Randall Cunningham played in the NFL like Varsity high school kids play the game; slinging the ball downfield with abandon. He still somehow managed to throw many more touchdowns than interceptions in his career (207-134). Cunningham could also use his legs to escape danger. He was a regular season stud.
Then the post-season arrived, and he transformed into more of a dud. Cunningham started nine playoff games and went 3-6, never reaching the divisional round. Twice his passer rating was under 60 as he finished with 12 touchdowns and nine interceptions.
Andrew Luck is the man whom the Colts believed would be the proper replacement for Peyton Manning. When you subtract the injury-ridden years, Luck plays extraordinarily well during the regular season. In five seasons, Luck posted a record of 43-27 with 132 touchdowns and a passer rating of 87.3.

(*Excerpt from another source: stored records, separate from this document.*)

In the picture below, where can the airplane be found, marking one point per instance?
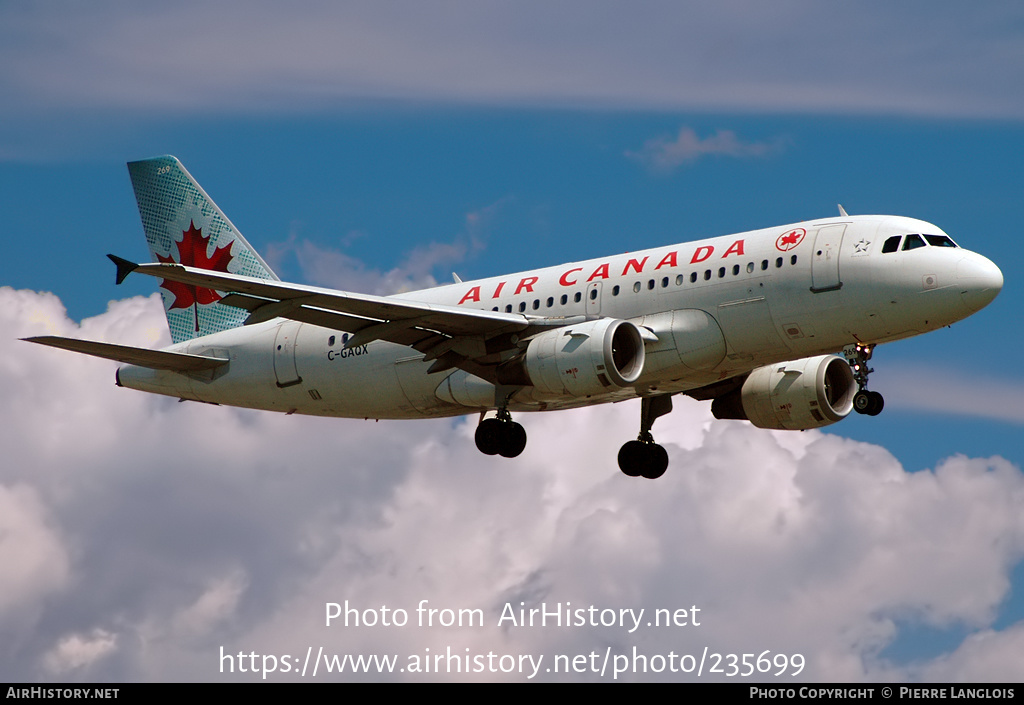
(774, 326)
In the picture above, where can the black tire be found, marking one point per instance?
(862, 402)
(513, 440)
(631, 458)
(878, 403)
(656, 461)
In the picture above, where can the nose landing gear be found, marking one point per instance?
(864, 402)
(643, 457)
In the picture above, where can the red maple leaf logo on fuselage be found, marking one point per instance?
(192, 252)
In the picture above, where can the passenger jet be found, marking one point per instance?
(774, 326)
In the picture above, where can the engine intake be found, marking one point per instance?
(798, 395)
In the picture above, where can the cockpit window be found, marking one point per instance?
(912, 242)
(892, 244)
(939, 241)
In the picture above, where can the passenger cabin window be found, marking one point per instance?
(912, 242)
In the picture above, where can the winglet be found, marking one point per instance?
(125, 267)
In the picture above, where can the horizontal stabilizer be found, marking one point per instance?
(155, 360)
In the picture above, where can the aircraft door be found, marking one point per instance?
(824, 260)
(284, 354)
(594, 298)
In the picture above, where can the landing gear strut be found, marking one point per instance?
(501, 436)
(643, 457)
(864, 402)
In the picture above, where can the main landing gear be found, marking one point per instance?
(643, 457)
(864, 402)
(501, 436)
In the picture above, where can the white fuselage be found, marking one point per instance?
(715, 308)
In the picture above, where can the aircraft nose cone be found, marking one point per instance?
(979, 280)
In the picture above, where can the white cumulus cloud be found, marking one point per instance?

Post-season Luck is different. As of 2018, he is 4-3 in the post-season with 11 touchdowns and 13 interceptions. His overall rating dropped to 72.7, and he has yet to reach the Super Bowl. Maybe Deflate-Gate had something to do with that?
Matt Ryan aka “Matty Ice” is a tremendous regular season quarterback. You can depend on him to have the Falcons either in the playoffs or right in the mix of things every season. He even was about to defeat Tom Brady back in 2016, but let the game slip away.
That’s just one blemish on Ryan’s post-season resume. In ten starts, he is only 4-6. Ryan also lost his first three playoff starts. He wouldn’t see his first victory when it mattered until 2012.
Thanks to a 2019 post-season victory, Philip Rivers has brought his record to 5-5 in the playoffs. Rivers is the reason the Chargers play as hard as they do and how they manage to sneak into wild card games every year. His regular season statistics are staggering as it includes a 94.7 overall passer rating.
He’s only been to the AFC Championship game once. That was the year he went toe-to-toe with Tom Brady. Rivers didn’t show up for that match with just 211 yards and two interceptions.
Outside of maybe one other quarterback on this list, Dan Marino is probably the best. His biggest downfall is his inefficiencies in the playoffs. In 17 seasons, Marino made the post-season ten times, but never won a Super Bowl. That is concerning for someone his superb talent.
He finished with an 8-10 post-season record and a 77.1 passer rating. Marino’s performance in the 1984 Super Bowl sums it up quite well. After rolling through the conference and divisional game, Joe Montana ripped apart Marino’s Dolphins. He threw two interceptions and got sacked four times.